Other items if possible

nvs_dump part of the nvs partition dump read

build_and_dump_files.zip

igrr commented 3 years ago

@petermagdy94 This is normal — NVS appends new key-value pairs instead of immediately overwriting the existing ones as a flash wear levelling measure. This allows erasing one 4kB flash sector only when it fills up, and not for each value update. NVS keeps track of the state of the key-value pair (not written yet / written and valid / invalidated) using a bitmap at the beginning of the flash sector. Appending the new entry and marking the previous entry as invalid can be done without doing a sector erase.

There is a description of how NVS works here, please take a look: https://docs.espressif.com/projects/esp-idf/en/latest/esp32/api-reference/storage/nvs_flash.html#internals.

petermagdy94 commented 3 years ago

Ok, but is it good for production ? because i also noticed in my project which is using other libraries that also write in nvs partition, each time i write and read the partition, keys are moved to other places and removed from its previous one.

igrr commented 3 years ago

What libraries do you mean by "other libraries that also write in nvs partition"?

There is a situation when it might look like the key-value pair is moved. If the page is full, and new key-value pair can not be appended to the same page, then the value will be written to a new page. Afterwards, the key-value pairs in the old page may get garbage-collected, and the old page will be erased. As a result, you will only see the key being present in the new page.

The approach is suitable for production use. In fact, the log-based approach is also used to ensure that NVS partition can always be recovered if the device is powered off while an operation is in progress, and no key-value pairs will be lost. Keep in mind that for production use we recommend enabling the hardware security features: flash encryption and secure boot. Starting from IDF 4.3, NVS encryption will be enabled automatically if flash encryption is enabled.

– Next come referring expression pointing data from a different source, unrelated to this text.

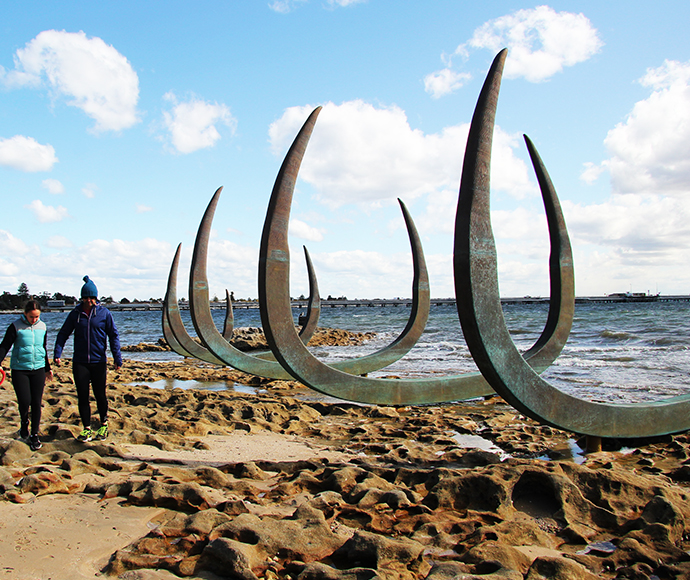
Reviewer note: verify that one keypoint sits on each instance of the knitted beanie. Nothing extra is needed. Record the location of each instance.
(89, 289)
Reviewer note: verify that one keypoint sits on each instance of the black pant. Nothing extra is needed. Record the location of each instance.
(95, 374)
(28, 386)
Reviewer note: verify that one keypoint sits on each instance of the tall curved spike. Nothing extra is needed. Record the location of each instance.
(274, 302)
(229, 323)
(479, 308)
(313, 305)
(561, 274)
(209, 335)
(171, 309)
(176, 334)
(168, 334)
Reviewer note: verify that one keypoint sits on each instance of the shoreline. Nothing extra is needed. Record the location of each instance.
(270, 485)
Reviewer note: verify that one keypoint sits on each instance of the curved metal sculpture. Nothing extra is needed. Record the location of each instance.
(274, 302)
(174, 331)
(479, 308)
(182, 343)
(209, 335)
(169, 335)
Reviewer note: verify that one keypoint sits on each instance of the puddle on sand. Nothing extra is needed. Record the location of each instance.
(477, 442)
(169, 384)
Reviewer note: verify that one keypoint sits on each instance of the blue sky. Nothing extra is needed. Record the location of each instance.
(118, 121)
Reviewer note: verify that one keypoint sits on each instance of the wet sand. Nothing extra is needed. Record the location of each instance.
(274, 484)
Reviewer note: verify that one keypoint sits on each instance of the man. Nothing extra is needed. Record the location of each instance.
(93, 327)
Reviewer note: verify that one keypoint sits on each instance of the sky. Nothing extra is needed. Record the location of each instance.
(119, 120)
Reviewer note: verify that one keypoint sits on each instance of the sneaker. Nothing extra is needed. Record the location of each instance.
(85, 435)
(102, 432)
(35, 443)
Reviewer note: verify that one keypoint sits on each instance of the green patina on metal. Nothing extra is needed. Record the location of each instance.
(479, 308)
(274, 303)
(219, 347)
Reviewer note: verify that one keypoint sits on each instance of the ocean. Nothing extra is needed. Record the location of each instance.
(629, 352)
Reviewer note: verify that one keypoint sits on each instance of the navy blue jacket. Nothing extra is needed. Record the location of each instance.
(91, 334)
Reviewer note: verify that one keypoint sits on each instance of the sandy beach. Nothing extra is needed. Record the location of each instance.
(275, 483)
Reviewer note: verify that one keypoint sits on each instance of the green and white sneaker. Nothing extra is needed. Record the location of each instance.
(102, 432)
(86, 435)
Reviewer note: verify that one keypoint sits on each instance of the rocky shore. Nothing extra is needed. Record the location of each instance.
(277, 483)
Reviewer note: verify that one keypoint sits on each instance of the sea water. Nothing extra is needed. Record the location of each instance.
(623, 352)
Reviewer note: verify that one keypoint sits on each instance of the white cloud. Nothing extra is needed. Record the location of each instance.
(540, 42)
(26, 154)
(304, 231)
(284, 6)
(91, 74)
(58, 242)
(89, 190)
(53, 186)
(192, 124)
(344, 3)
(650, 151)
(47, 213)
(363, 154)
(444, 81)
(591, 172)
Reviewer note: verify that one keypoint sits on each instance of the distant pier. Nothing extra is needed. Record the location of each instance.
(384, 302)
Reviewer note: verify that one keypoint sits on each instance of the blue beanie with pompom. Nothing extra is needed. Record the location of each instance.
(89, 289)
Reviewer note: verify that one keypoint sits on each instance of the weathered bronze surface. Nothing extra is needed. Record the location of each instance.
(274, 302)
(479, 308)
(219, 347)
(178, 335)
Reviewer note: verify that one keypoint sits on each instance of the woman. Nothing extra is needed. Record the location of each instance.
(27, 336)
(93, 327)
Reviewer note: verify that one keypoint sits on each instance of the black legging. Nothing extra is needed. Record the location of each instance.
(96, 374)
(28, 386)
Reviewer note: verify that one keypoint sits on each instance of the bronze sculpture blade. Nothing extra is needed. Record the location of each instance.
(274, 302)
(479, 308)
(171, 313)
(209, 335)
(229, 324)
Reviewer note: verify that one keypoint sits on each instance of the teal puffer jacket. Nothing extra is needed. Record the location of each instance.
(29, 351)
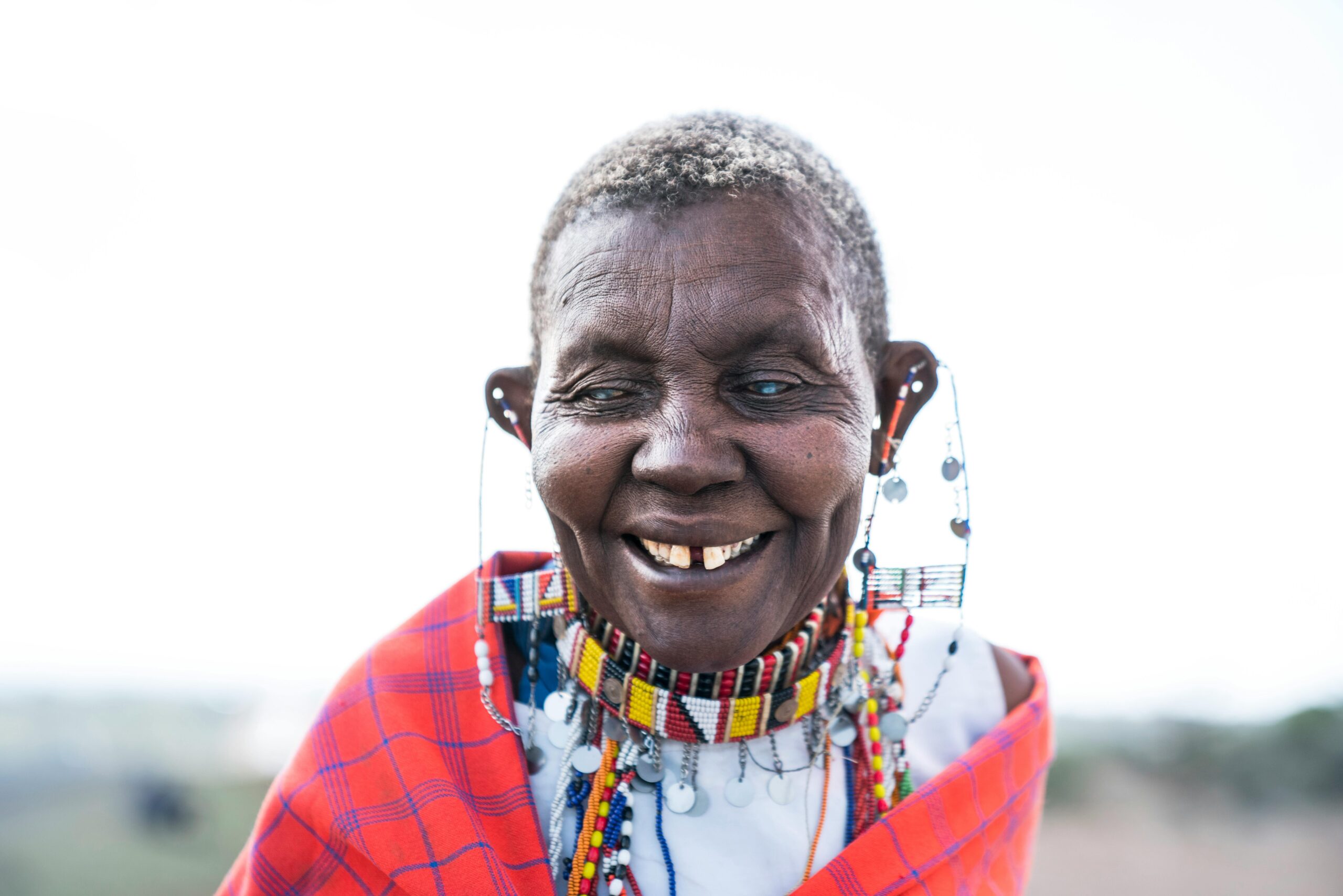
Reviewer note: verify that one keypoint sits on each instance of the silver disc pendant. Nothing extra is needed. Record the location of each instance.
(557, 706)
(739, 793)
(559, 735)
(680, 798)
(535, 760)
(780, 790)
(895, 489)
(588, 760)
(843, 731)
(893, 726)
(648, 772)
(614, 730)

negativekelvin commented 3 years ago

If you are worried about access times and fragmentation then you may want to consider using multiple nvs partitions or some kind of ram cache

petermagdy94 commented 3 years ago

@igrr actually my project works on arduino platform but i found that the problem is from the lower layer of idf platform, so i mentioned the issue here. the library that writes in nvs is wifimanager [https://github.com/tzapu/WiFiManager.git] or the WiFi library itself. BTW from the documentation and your help, i think there is no chance to corrupt a key-value pair in run time after a bin file is flashed to nvs partition by the factory for production.

petermagdy94 commented 3 years ago

@negativekelvin yes you are right, that's another solution but i wanted to make sure that one nvs partition will not make a problem.

igrr commented 3 years ago

If you have some NVS data flashed in factory, I would recommend using two NVS partitions:

This will guarantee that no matter what happens with the main NVS partition, the factory settings will not be modified. This setup also works well with the factory reset feature, if you are using it.

For an example of how to use multiple NVS partitions, please check the related section in esp-jumpstart: https://docs.espressif.com/projects/esp-jumpstart/en/latest/manufacturing.html#multiple-nvs-partitions.

petermagdy94 commented 3 years ago

thank you all for your help, i used second nvs partition and it works well.